Project co-founder Matei Zaharia, who is also Databricks CTO and one of the originators of Spark, told Devclass this week that current work was balanced between ensuring stability of what’s in there already, and adding new features.
“One of the main goals is to make sure the current components are working really well,” he said, but, “We designed the current components so we can actually add others later.”
“For example, one thing we’d like to add eventually is that wherever you deploy your model we’d want it to be able to report back with information about how it’s doing. And then you can use that for monitoring and analysis,” he said. “That can be added without changing the core today, it’s just additional calls.”
The aim with MLflow is to be able to do this across different cloud platforms, he continued. “Maybe even on edge devices. For each deployment…[we] want to make sure the stuff that makes it back can all be queried.”
Going further on the issue of deployment Databricks co-founder and VP Andy Konwinski said, “We feel a lot of customers are using Kubernetes as a resource or solution – so you’ll be able to deploy to Kubernetes in the cloud or Kubernetes on premise.”
Data scientists are a resourceful lot, and Zaharia said “You can kind of do that yourself at the moment. You can already deploy a software container and you can use Kubernetes for that. We want to make that easier.”
“Seamless,” added Konwinski.
Databricks has also said Windows support is on the agenda – which might not seem like a top to do item to some. “The Windows support will be needed for people who do development on Windows – who want to work on their laptop,” said Zaharia.
It’s just another aspect of open-ness, the pair reckon, in a world where anyone experimenting with Machine Learning can wake up one morning to find they are inextricably tied to a single platform provider.
Locking in Machine Learning?
Konwinski said “The community appreciates an open source alternative in this space, because there’s growing concern about vendor lock-in. Having an open source alternative addresses that. It’s a nice layer on top of the multi-cloud offering.”
Talking of offerings, Databricks’s own hosted version of MLflow has been available for a month and a half as an alpha preview.
Konwinski said it had “ten active accounts” and a funnel of closer to a hundred. “We’re getting daily feedback from customers.”
What sort of feedback has MLflow generated so far?
He said, “People love the ability to track multiple languages and have a central place their data scientists can collaborate on the results of runs, said Konwinski. “Having composability of their projects and reproduceability has been something they’ve found extremely valuable, in particular multi-stage workflows and the ability to share code and reuse each others’ code.

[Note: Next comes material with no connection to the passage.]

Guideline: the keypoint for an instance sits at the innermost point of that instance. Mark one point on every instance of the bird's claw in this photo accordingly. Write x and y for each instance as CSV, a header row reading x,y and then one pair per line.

“Finally,” he said, “We’ve a lot of people who’ve used all of the different deploy modes, both the cloud vendors you can deploy to plus on premise type deployments of the models that they’re building.”
All of which could be, let’s say, comforting for organisations who struggle to get their data scientists and main developer organisations working in sync.
“This is like the software engineering workflow for Machine Learning”, said Zaharia. “It resonates very well with everyone who’s done a little bit of Machine Learning.”